U.S. Supreme Court to Rule on When an AER is Material Information that Must be Disclosed to Investors

September 8, 2010

By Ricardo Carvajal

Section 10(b) of the Exchange Act and Securities and Exchange Commission (“SEC”) Rule 10b-5 prohibits “any act, practice, or course of business which operates or would operate as a fraud or deceit upon any person, in connection with the purchase or sale of any security.”  To adequately allege a violation, a plaintiff must allege (among other things) that a defendant has engaged in a material representation or omission of fact, and that the defendant has done so with an intent to deceive, manipulate, or defraud – otherwise known as “scienter.”

Last fall, the 9th Circuit overturned a district court’s dismissal of a class action lawsuit alleging that Matrixx Initiatives, Inc. (“Matrixx”) violated securities laws when it failed to disclose information about possible adverse health effects of Zicam, its zinc-based cold remedy.  The district court had dismissed the complaint on the ground that plaintiffs alleged insufficient evidence to support their claim of a securities fraud violation.  In specific, the district court held that adverse event reports (“AERs”) about Zicam were not material because they were not statistically significant, and also that plaintiffs’ allegations of scienter were inadequate.  The appellate court reversed, concluding that the district court erred when it applied a statistical significance standard to determine the materiality of the AERs.  The appellate court also concluded that the inference of scienter was sufficiently strong to survive dismissal.

Matrixx appealed the 9th Circuit decision, and the Supreme Court granted certiorari in June on the question of “[w]hether a plaintiff can state a claim under § 10(b) of the Securities Exchange Act and SEC Rule 10b-5 based on a pharmaceutical company's nondisclosure of adverse event reports even though the reports are not alleged to be statistically significant.”  Since then, the drug, medical device, and dietary supplement industries have lined up in solid opposition to the 9th Circuit decision, as evidenced by briefs recently filed in the case by PhRMA, AdvaMed, BayBio, the Consumer Healthcare Products Association, the Council for Responsible Nutrition, and the Natural Products Association, among others (see the U.S. Supreme Court docket here and SCOTUSBlog for copies of the briefs). 

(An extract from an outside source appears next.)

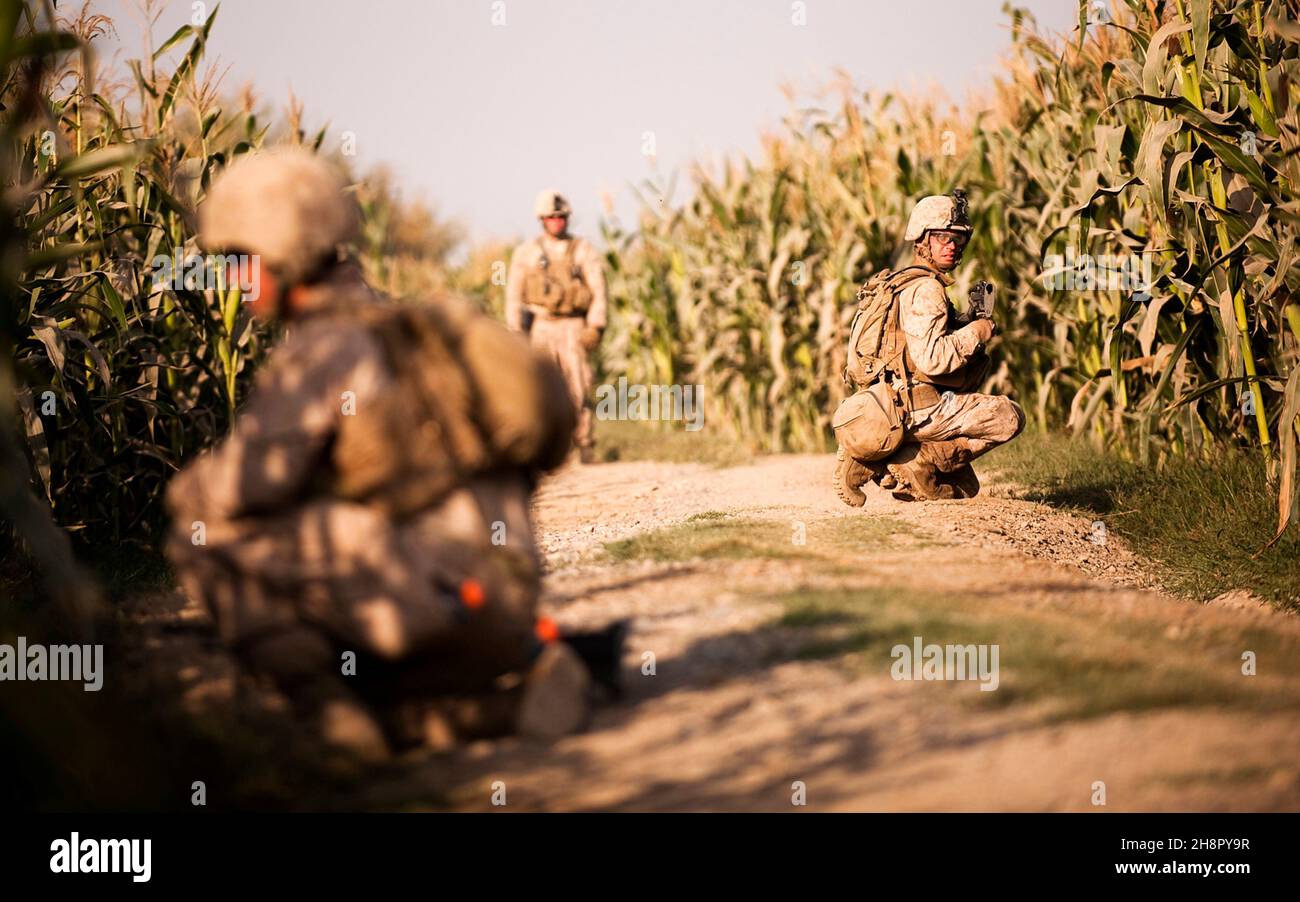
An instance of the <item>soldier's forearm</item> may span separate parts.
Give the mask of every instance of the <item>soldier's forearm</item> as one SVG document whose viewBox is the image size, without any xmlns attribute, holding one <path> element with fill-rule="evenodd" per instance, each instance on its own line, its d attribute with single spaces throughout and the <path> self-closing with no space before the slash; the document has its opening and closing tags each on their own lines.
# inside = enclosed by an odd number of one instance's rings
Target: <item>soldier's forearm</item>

Generally, the briefs argue that the district court properly applied the statistical significance standard, and that upholding the 9th Circuit decision would have strong detrimental effects on companies, investors, and consumers.  More specifically, the briefs argue that AERs are not evidence of a causal relationship between a product and an adverse event, and that data submitted in AERs requires analysis to determine its significance.  Yet, if the 9th Circuit decision stands, companies would have little choice but to disclose all adverse event reports.  The resulting flood of information could confuse and mislead both investors and consumers.

Although most of the briefs focus on the statistical significance standard, the Washington Legal Foundation (“WLF”) filed a brief that focuses solely on the issue of scienter.  WLF argues that the facts alleged in the case do not adequately support the inference of scienter drawn by the appellate court.  Rather, those facts support the inference that Matrixx considered the AERs for Zicam to not be material – a position that Matrixx advances in its own brief.

Given the potential impact on a wide range of FDA-regulated companies, this is a case that should be watched closely.